Colisões com carros são maioria
A análise também permite identificar os principais tipos de sinistros envolvendo motocicletas em Porto Velho.
As colisões entre carros e motocicletas representam 60% das ocorrências e aparecem como o tipo mais frequente.
As quedas de motocicleta correspondem a 18% dos registros. Já os casos de colisão entre motos ou contra objetos fixos representam 16,5%.
Outros 5,5% das ocorrências envolvem motocicletas e bicicletas.
Finais de semana concentram mais ocorrências
O levantamento aponta ainda que os atendimentos apresentam maior concentração durante os finais de semana.
O domingo reúne 24,4% dos acionamentos e aparece como o dia com maior volume. O sábado vem na sequência, com 22,1%, enquanto a sexta-feira concentra 15,4%.
Os horários noturnos também representam um ponto de atenção. O período entre 18h e 23h59 responde por 35,2% dos atendimentos e é considerado a principal faixa crítica.
Somente entre 17h e 19h59, mais de 22% do volume diário de ocorrências é registrado.
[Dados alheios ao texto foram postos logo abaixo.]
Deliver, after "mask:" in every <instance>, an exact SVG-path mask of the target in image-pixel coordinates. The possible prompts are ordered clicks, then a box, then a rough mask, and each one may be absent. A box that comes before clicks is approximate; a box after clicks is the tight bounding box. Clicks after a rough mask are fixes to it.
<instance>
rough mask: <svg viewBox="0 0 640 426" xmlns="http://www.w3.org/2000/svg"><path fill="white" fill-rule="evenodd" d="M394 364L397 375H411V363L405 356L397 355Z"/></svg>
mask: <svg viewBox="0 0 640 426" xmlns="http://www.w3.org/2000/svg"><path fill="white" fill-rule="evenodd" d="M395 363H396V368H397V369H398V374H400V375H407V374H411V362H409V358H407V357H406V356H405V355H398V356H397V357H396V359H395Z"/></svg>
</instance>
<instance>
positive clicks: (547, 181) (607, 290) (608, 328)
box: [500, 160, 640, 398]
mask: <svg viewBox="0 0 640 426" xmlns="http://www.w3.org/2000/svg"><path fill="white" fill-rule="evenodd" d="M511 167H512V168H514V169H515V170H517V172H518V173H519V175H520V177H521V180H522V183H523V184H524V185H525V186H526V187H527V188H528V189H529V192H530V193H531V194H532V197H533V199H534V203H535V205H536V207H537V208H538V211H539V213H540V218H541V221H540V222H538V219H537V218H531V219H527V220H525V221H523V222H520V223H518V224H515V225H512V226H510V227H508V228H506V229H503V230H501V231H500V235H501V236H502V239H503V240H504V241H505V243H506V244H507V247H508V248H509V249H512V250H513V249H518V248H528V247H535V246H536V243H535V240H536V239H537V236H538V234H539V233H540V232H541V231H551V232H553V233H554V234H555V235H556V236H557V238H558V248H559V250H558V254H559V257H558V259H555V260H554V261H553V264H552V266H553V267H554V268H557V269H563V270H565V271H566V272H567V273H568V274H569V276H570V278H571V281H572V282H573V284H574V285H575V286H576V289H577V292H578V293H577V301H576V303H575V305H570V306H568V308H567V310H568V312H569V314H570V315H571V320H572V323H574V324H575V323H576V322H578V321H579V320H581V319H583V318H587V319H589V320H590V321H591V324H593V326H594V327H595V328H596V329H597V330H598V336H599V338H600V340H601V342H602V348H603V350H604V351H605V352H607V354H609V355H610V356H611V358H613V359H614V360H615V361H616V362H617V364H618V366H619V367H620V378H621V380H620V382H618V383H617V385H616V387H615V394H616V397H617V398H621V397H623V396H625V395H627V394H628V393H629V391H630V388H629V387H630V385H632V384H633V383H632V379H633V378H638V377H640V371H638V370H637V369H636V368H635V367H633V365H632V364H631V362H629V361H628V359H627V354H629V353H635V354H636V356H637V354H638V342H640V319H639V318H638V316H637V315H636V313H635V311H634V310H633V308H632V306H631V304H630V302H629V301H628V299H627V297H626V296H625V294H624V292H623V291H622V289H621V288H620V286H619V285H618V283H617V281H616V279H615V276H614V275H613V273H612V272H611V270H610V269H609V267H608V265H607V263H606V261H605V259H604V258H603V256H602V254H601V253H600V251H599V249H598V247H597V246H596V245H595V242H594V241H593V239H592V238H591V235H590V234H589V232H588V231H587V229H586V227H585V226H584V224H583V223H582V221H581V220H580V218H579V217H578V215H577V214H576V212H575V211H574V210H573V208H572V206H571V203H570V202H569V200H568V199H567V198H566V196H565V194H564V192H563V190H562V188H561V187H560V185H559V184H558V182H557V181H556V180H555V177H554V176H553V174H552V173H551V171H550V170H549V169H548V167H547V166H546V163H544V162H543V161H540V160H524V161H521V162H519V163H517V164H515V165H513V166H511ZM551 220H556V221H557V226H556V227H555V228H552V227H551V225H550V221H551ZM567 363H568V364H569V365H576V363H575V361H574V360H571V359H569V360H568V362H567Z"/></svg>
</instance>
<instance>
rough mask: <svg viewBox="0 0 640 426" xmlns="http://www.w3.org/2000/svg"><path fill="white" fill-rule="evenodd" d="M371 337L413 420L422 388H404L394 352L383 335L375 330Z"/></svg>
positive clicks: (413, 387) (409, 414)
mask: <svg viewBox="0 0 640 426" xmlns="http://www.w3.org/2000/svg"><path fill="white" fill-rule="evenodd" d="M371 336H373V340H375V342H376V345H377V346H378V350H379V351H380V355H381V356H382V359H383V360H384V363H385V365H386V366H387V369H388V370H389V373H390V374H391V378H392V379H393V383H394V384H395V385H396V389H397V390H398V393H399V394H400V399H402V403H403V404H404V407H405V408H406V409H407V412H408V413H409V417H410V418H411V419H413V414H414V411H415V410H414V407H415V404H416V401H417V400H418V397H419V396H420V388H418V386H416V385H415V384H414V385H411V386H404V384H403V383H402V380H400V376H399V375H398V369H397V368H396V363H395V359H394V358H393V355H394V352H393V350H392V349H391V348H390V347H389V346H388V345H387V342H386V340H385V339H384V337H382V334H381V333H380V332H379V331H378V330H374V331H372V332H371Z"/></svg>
Apesar de apresentar menos chamados, o período entre meia-noite e 5h59 preocupa as equipes devido à maior frequência de casos com politraumatismos graves e necessidade de acionamento da Unidade de Suporte Avançado (USA).
Homens de 20 a 40 anos são maioria entre as vítimas
O perfil das pessoas atendidas também foi analisado pelo SAMU. Os homens correspondem a 67,72% das vítimas, enquanto as mulheres representam 32,28%.
A faixa etária entre 20 e 40 anos concentra 52,46% dos acidentados.
Quando os dados de idade e sexo são cruzados, os homens de 20 a 40 anos aparecem como o grupo mais atingido, correspondendo a 35,34% de todas as vítimas registradas.
Para a secretária municipal de Saúde, Sandra Cardoso, os números reforçam a necessidade de ampliar as ações de conscientização e prevenção no trânsito.
“Quando observamos que praticamente 44% das ocorrências atendidas pelo SAMU no primeiro semestre estão relacionadas a sinistros envolvendo motocicletas, temos um sinal de alerta muito importante. São vidas que estão sendo colocadas em risco e situações que exigem uma resposta rápida das nossas equipes. O SAMU está preparado para prestar assistência, mas precisamos trabalhar também pela prevenção, com responsabilidade, respeito às normas de trânsito e conscientização de todos”, afirmou.
Dados devem orientar ações de prevenção
O prefeito Léo Moraes destacou que o levantamento permite identificar os períodos e grupos mais expostos aos sinistros e pode contribuir para o planejamento de políticas públicas voltadas à segurança no trânsito.
“Por trás de cada número existe uma pessoa, uma família e uma história. Quando o SAMU nos mostra que são mais de nove atendimentos por dia envolvendo motocicletas, estamos diante de uma realidade que precisa da atenção de todos. Respeitar os limites de velocidade, utilizar os equipamentos de segurança e dirigir com responsabilidade são atitudes que podem salvar vidas”, declarou.
A Prefeitura reforça a necessidade de atenção redobrada nos períodos de maior incidência, especialmente durante as noites e nos finais de semana.
Entre as medidas de prevenção estão o respeito à sinalização, controle da velocidade, uso correto do capacete e dos demais equipamentos de segurança, além da proibição de conduzir veículos após o consumo de bebidas alcoólicas.
A expectativa é que os dados produzidos pelo SAMU também sirvam para direcionar estratégias municipais de prevenção e reduzir tanto a quantidade quanto a gravidade dos sinistros envolvendo motociclistas em Porto Velho.